– Животное, – взвился Володька оттого, что Анька оттоптала ему ноги. Но и ногам Андрюхи досталось не меньше. Однако парни крепче стиснули ее.
– С собачьего мяса стекает кровь! – басовито разнеслось из толпы. – Собачья кровь хорошо пахнет! – орава загудела на одной ноте, шаг за шагом сжимая кольцо. Стволы закачались на уровне глаз, а пруты и колья поднялись над головами.
Стремительно приближалась минута развязки. Приятелей обдавало холодным потом, ватой наполнились суставы. Плотнее сбились в кучу. Вытолкнули Аньку перед собой. Володька ткнул ее под ребра:
– Заставь их уносить отсюда ноги! – с угрозой произнес ей в затылок. – Тогда поверю, что не ты подставила нас.
– Наплевать мне на твое доверие, – задохнулась от хрипа Анька, крутнулась и завизжала, обращая на себя внимание горожан. – Философ сказал:
Толпа приостановилась и на короткое время замерла, как бы принюхиваясь к запаху, исходящему от Аньки, и этот запах толпе явно не понравился, орава заурчала, после чего из ее чрева раздался все тот же громовой басовитый голос:
– Философ прав всегда!
– Собачья кровь всегда черна, – напористо выдала Анька. – Когда потухнет фонарь, тогда наступит все! Когда наступит все, тогда все будет для всех, и всем будет хватать всего!

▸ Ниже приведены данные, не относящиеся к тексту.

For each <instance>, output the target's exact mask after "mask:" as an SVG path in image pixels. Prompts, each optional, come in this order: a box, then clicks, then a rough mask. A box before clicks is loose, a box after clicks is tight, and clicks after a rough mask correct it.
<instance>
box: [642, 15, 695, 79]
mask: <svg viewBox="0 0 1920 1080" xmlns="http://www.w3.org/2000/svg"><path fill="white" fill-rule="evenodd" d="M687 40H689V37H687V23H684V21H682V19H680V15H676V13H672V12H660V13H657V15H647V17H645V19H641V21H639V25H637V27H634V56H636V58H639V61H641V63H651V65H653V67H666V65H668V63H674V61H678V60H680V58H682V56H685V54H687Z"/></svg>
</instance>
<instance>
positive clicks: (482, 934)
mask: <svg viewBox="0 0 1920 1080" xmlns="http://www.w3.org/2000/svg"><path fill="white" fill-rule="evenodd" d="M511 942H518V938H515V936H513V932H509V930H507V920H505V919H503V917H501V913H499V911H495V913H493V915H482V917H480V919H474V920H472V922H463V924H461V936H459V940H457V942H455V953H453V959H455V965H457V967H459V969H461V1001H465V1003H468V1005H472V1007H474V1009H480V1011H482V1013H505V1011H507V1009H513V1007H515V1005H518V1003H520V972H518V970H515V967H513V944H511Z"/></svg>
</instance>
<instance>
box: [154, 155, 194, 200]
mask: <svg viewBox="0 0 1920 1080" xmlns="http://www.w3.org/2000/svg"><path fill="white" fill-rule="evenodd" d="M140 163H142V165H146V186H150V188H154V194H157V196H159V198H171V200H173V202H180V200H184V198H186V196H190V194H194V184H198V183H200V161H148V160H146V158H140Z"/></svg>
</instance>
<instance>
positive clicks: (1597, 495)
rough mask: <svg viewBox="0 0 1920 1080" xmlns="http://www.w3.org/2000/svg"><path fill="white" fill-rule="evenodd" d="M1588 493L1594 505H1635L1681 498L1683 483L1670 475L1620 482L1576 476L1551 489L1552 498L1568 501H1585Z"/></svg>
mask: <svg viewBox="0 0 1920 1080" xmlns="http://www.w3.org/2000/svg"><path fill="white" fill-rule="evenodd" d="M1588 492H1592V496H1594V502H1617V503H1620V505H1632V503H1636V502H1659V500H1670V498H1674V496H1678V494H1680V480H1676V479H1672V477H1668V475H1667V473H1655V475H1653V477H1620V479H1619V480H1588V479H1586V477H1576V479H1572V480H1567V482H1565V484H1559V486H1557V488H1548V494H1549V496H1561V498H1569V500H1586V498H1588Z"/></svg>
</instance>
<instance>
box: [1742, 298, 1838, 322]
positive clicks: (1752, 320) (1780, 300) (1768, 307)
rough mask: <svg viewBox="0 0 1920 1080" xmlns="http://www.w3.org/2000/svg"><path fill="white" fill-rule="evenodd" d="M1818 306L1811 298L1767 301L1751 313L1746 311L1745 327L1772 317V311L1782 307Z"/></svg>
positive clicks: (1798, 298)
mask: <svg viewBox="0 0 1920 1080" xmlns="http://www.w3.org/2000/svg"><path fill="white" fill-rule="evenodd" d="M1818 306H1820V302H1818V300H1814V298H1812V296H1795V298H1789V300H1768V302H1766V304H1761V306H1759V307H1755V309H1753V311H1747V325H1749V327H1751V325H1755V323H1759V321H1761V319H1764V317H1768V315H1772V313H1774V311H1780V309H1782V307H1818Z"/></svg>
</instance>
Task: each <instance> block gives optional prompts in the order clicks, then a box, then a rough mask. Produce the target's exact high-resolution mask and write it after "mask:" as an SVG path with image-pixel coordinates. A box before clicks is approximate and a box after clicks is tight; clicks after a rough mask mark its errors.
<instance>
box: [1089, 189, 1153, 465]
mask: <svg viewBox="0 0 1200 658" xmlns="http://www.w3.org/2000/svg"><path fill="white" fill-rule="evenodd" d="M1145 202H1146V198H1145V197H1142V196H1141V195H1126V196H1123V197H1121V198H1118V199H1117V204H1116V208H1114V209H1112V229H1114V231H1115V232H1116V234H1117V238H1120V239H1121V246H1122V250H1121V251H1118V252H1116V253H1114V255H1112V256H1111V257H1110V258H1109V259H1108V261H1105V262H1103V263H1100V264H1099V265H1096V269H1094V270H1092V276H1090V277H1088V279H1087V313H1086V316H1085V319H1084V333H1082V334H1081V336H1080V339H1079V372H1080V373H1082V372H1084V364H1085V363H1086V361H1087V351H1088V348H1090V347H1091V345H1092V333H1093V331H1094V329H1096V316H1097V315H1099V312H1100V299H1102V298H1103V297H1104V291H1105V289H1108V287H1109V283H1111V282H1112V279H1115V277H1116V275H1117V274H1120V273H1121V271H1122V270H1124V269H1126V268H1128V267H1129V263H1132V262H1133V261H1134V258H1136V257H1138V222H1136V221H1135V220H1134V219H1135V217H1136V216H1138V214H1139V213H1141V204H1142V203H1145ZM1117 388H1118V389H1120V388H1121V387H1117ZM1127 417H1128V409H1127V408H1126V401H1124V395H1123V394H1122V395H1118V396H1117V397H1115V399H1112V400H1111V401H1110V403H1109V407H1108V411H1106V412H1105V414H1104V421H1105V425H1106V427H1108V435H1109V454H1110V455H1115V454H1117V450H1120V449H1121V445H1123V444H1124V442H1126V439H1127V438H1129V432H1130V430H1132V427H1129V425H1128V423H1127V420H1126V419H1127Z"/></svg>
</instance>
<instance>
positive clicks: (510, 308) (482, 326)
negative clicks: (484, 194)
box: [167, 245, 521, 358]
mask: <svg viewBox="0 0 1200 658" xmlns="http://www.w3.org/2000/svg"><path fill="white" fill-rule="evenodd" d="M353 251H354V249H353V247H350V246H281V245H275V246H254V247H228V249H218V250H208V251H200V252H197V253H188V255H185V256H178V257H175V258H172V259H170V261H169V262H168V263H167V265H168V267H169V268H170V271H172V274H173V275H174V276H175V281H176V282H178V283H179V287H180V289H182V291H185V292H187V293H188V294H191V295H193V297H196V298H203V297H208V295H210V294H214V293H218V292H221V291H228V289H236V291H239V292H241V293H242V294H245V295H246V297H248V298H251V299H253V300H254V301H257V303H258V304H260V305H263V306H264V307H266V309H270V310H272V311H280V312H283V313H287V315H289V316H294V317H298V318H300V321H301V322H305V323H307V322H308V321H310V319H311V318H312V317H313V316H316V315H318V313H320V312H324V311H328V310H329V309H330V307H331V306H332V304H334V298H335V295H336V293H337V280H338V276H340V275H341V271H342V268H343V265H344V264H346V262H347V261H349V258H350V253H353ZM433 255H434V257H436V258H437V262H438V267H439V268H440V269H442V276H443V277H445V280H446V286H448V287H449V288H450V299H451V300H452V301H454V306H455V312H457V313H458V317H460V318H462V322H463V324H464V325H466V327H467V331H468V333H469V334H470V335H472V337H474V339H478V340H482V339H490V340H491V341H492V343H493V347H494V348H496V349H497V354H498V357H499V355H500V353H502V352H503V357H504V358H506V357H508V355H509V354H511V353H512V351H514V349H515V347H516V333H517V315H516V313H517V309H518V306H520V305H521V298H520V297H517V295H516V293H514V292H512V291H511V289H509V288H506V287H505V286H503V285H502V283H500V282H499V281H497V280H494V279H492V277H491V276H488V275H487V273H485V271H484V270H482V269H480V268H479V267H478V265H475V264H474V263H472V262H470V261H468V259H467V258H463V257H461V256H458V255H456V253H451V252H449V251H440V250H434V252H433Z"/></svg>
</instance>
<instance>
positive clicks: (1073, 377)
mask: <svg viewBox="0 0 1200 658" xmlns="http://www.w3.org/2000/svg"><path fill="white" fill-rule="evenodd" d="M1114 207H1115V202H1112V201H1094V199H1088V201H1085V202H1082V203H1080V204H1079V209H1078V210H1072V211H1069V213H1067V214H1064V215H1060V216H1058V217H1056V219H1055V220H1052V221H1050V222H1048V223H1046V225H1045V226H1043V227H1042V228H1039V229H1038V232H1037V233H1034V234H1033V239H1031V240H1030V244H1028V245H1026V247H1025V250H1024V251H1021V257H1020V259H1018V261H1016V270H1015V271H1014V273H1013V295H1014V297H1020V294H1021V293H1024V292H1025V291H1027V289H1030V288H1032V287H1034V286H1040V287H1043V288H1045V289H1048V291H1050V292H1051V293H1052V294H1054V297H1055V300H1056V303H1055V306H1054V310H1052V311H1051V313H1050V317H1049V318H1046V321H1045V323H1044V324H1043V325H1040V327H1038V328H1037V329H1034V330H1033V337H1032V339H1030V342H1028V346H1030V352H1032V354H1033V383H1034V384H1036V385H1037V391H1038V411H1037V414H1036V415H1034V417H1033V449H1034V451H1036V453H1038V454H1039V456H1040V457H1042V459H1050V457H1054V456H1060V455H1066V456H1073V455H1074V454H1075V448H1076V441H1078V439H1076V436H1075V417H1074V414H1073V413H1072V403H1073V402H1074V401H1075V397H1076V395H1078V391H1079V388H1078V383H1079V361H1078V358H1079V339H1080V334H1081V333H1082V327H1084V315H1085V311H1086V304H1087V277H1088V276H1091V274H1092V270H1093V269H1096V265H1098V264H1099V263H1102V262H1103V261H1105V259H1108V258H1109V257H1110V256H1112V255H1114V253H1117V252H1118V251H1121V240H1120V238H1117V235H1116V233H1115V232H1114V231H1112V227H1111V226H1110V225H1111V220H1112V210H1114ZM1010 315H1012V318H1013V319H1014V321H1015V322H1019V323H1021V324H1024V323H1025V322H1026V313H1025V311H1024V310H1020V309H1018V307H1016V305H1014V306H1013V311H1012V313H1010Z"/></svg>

– Мечу нужна кровь собак! – взорвался тот же голос, и этот взрыв ничего хорошего не предвещал. – Меч возвратится в ночь! Мечу необходима мудрость Философа!
Надрывный голос горожанина явно угрожал. Выкрикивая слова, горожанин нелепо топтался, будто приплясывал. Приподнимался на пальцах и шнырял горящими волчьими глазами поверх людей. Затем опускался на пятки и приседал. Люди не поняли смысла сказанного, повели глазами по лезвию меча в крепких руках Малкина, сверкающему в наэлектризованном вечернем воздухе. Лезвие чистое, ни единой капли крови. Трава тысячами штыков вытянулась к небу, верхушки качались, звенели металлом. Звенящий воздух давил на ушные перепонки, принося издалека, из глубин безоблачного неба, раскатный шум надвигающегося разрыва молнии. Ладони Малкина спаялись с рукоятью меча.
– Сосуд пустой, сосуд пустой! В нем нет того, чего нет! – пискляво, но отчаянно выкрикнула Анька, по-звериному закружилась, откинув накидку и обнажая налитую грудь и живот, выгнула спину, как перед прыжком, осклабилась и зарычала по-волчьи.
– Пуля умна! – дикий гул толпы заглушил Аньку, и ближайшая вскинутая винтовка изрыгнула первую огненную порцию.
Следом полыхнули еще несколько огненных отрыжек. Люди вздрогнули от грохота, не сразу поняли, что все сгустки огня направлены в грудь Аньке. Когда та, изрешеченная, опрокинулась на землю, они увидели в траве окровавленное месиво. Катюха кинулась к ней, склонилась. Глаза Аньки померкли, из горла выпал последний булькающий выдох.
– Дикари! – задрожала Катюха вскакивая. – За что? Она же ваша! Такая же, как вы! Вы не просто дикари, вы звери, вы волки!